上篇已经分析到Spark MLlib库的决策树最终实现使用了random forrest的run方法,这篇将对run方法进行详细的剖析和解释。
上篇提到input先被转换成Metadata处理,因此首先看一下buildMetadata方法
可以看出DecisionTreeMetadata确定了叶子节点数在不同情况下的范围,将数据的属性分为了有序和无序两种情况。将二元分类和回归问题放在了一起考虑。
另外,在分割数量上,对于连续数值,先进行抽样,然后分割数目就是分支数减一,对于离散数据,分成有序和无序属性讨论,有序情况使用每个属性的类别数量作为划分(split)数量,无序情况下则使用属性类别数量的子集作为划分依据,解决了属性太多产生大量叶子节点问题。
private[tree] object DecisionTreeMetadata extends Logging {
/**
* 该方法创建一个 [[DecisionTreeMetadata]] 实例
* 对特征的处理分为有序和无序两种情况
*/
def buildMetadata(
input: RDD[LabeledPoint],
strategy: Strategy,
numTrees: Int,
featureSubsetStrategy: String): DecisionTreeMetadata = {
val numFeatures = input.take(1)(0).features.size//属性个数
val numExamples = input.count()//样例总数
val numClasses = strategy.algo match {//最终分类的个数
case Classification => strategy.numClasses//分类问题等于离散类数量
case Regression => 0//回归问题为0,无意义
}
//下面的部分是关键的确定树的叶子节点的数目范围
val maxPossibleBins = math.min(strategy.maxBins, numExamples).toInt
//最大的叶子节点数目不超过样例个数和设定值中的较小值
if (maxPossibleBins < strategy.maxBins) {
logWarning(s"DecisionTree reducing maxBins from ${strategy.maxBins} to $maxPossibleBins" +
s" (= number of training instances)")
}
//categoricalFeaturesInfo是一个映射,记录了每个属性对应的取值个数
//每个属性的最大取值不能大于最大叶子节点数
if (strategy.categoricalFeaturesInfo.nonEmpty) {
val maxCategoriesPerFeature = strategy.categoricalFeaturesInfo.values.max
require(maxCategoriesPerFeature <= maxPossibleBins,
s"DecisionTree requires maxBins (= $maxPossibleBins) >= max categories " +
s"in categorical features (= $maxCategoriesPerFeature)")
}
//对于无序属性
val unorderedFeatures = new mutable.HashSet[Int]()
val numBins = Array.fill[Int](numFeatures)(maxPossibleBins)
if (numClasses > 2) {
// 分类结果多于两个,说明是多元分类
val maxCategoriesForUnorderedFeature =
((math.log(maxPossibleBins / 2 + 1) / math.log(2.0)) + 1).floor.toInt
strategy.categoricalFeaturesInfo.foreach { case (featureIndex, numCategories) =>
// Decide if some categorical features should be treated as unordered features,
// which require 2 * ((1 << numCategories - 1) - 1) bins.

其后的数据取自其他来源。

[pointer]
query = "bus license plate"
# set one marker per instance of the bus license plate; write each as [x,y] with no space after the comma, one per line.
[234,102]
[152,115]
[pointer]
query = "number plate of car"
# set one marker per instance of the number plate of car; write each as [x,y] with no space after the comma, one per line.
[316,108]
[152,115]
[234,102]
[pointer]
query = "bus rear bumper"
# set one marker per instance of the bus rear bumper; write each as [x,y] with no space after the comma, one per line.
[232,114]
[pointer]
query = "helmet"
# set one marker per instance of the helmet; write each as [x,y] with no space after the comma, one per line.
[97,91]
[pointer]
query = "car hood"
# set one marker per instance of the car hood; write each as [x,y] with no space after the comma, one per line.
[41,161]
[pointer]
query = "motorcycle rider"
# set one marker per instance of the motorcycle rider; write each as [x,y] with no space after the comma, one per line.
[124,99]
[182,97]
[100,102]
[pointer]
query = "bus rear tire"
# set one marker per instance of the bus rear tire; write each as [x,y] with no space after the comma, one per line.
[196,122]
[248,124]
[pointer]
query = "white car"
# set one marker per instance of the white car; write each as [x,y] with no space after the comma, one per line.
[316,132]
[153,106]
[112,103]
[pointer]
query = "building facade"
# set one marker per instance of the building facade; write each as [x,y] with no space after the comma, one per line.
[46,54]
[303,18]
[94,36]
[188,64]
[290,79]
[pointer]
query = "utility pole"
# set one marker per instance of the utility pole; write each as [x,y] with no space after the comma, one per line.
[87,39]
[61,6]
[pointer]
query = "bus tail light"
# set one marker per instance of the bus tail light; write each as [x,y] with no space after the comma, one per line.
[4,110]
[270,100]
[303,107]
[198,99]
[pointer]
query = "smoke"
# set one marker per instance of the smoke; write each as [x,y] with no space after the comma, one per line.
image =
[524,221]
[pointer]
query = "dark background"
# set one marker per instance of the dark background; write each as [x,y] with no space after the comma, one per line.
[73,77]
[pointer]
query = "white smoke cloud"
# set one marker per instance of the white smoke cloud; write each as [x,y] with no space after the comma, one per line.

// We do this check with log values to prevent overflows in case numCategories is large.
// The next check is equivalent to: 2 * ((1 << numCategories - 1) - 1) <= maxBins
if (numCategories <= maxCategoriesForUnorderedFeature) {
unorderedFeatures.add(featureIndex)
numBins(featureIndex) = numUnorderedBins(numCategories)
} else {
numBins(featureIndex) = numCategories
}
}
} else {
// 二元分类和回归问题
strategy.categoricalFeaturesInfo.foreach { case (featureIndex, numCategories) =>
numBins(featureIndex) = numCategories
}
}
// 以下参数都是随机森林使用的,暂时不用
val _featureSubsetStrategy = featureSubsetStrategy match {
case "auto" =>
if (numTrees == 1) {
"all"
} else {
if (strategy.algo == Classification) {
"sqrt"
} else {
"onethird"
}
}
case _ => featureSubsetStrategy
}
val numFeaturesPerNode: Int = _featureSubsetStrategy match {
case "all" => numFeatures
case "sqrt" => math.sqrt(numFeatures).ceil.toInt
case "log2" => math.max(1, (math.log(numFeatures) / math.log(2)).ceil.toInt)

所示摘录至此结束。